Let $A$ be an $n \times n$ upper triangular matrix with integer entries and all diagonal entries are $1$
Prove / Disprove: $A^{-1}$ is not a power of $A$ unless $A$ is the identity matrix
I only know $A^{-1}$ exists and of course, it has all integer entries.
Any help?
On
Hint: work out the $2 \times 2$ and $3 \times 3$ cases by hand (i.e., assume your matrix is $$ A = \begin{bmatrix} 1 & a \\ 0 & 1 \end{bmatrix} $$ and its inverse is $$ A^{-1} = \begin{bmatrix} 1 & c \\ 0 & 1 \end{bmatrix} $$ and see what you can conclude about $a$ and $c$.
On
Hint: It is enough to prove that $A^m=I$ implies $A=I$. Write $A=I+N$ with $N$ nilpotent. Then $A^m$ is easy to compute using the binomial theorem.
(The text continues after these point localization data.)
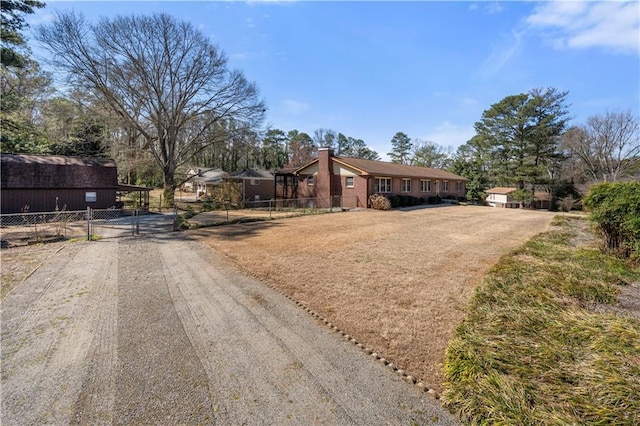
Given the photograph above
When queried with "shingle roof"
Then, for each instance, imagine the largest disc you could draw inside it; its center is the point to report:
(383, 168)
(500, 190)
(58, 160)
(251, 173)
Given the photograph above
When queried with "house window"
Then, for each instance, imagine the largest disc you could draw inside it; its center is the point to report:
(348, 181)
(406, 185)
(383, 185)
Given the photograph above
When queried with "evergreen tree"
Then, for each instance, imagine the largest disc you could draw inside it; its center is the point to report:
(401, 149)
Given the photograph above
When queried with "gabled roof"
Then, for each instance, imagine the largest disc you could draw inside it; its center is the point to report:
(500, 190)
(385, 169)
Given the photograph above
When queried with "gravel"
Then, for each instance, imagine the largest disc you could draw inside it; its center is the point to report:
(159, 330)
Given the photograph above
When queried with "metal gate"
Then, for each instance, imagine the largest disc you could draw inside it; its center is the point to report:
(33, 228)
(122, 223)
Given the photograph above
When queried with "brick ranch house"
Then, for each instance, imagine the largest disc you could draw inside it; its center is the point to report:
(42, 183)
(254, 185)
(348, 182)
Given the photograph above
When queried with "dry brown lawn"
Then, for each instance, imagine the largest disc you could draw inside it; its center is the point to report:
(398, 281)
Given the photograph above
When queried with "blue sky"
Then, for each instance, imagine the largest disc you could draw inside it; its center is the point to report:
(429, 69)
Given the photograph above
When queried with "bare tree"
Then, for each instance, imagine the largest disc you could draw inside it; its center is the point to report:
(608, 146)
(162, 76)
(430, 154)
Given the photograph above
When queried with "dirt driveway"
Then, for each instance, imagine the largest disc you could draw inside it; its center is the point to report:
(159, 330)
(396, 280)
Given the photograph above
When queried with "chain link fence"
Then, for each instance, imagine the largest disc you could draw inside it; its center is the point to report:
(32, 228)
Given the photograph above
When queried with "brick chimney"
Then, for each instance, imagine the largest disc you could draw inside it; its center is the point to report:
(324, 181)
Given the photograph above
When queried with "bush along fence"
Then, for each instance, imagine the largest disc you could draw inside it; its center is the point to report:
(33, 228)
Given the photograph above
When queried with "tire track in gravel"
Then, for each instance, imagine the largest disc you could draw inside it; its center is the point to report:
(45, 350)
(269, 363)
(159, 379)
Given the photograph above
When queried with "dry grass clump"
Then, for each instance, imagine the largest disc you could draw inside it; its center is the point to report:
(532, 351)
(379, 202)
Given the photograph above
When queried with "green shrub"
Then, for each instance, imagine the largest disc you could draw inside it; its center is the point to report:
(615, 209)
(379, 202)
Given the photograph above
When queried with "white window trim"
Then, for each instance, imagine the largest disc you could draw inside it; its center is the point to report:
(378, 179)
(402, 188)
(346, 182)
(425, 185)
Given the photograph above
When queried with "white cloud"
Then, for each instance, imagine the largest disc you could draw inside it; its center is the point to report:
(501, 54)
(294, 107)
(614, 26)
(451, 134)
(487, 7)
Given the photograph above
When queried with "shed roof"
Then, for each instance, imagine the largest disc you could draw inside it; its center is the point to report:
(23, 171)
(384, 169)
(57, 160)
(252, 173)
(500, 190)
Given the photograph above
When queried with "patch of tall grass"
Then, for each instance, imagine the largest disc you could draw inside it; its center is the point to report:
(532, 349)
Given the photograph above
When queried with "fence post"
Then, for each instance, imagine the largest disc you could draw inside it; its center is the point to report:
(88, 223)
(175, 217)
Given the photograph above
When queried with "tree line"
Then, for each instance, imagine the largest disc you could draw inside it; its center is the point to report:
(157, 96)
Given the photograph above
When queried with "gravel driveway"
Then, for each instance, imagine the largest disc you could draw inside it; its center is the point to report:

Argue that $A^m=I$ implies $N=0$ by considering the diagonals of $N$. For instance, the secondary diagonal of $A^m$ is $m$ times the secondary diagonal of $N$.
Denote $A=I+N$ where $N$ is some nilpotent non-zero upper triangular matrix and suppose $A^{-1}=(I+N)^k$.
Then it should be $(I+N)^{k+1}=I$ and then with the use of of binomial formula $a_1N+a_2N^2+\dots+ a_{k+1}N^{k+1} =0 $
$N(a_1I+a_2N +\dots+ a_{k+1}N^ k) =0$
but $B=a_1I+a_2N +\dots+ a_{k+1}N^ k$ is full rank matrix and $N$ in nonzero matrix so it is impossible to be $NB=0$.
So $N$ must be $0$.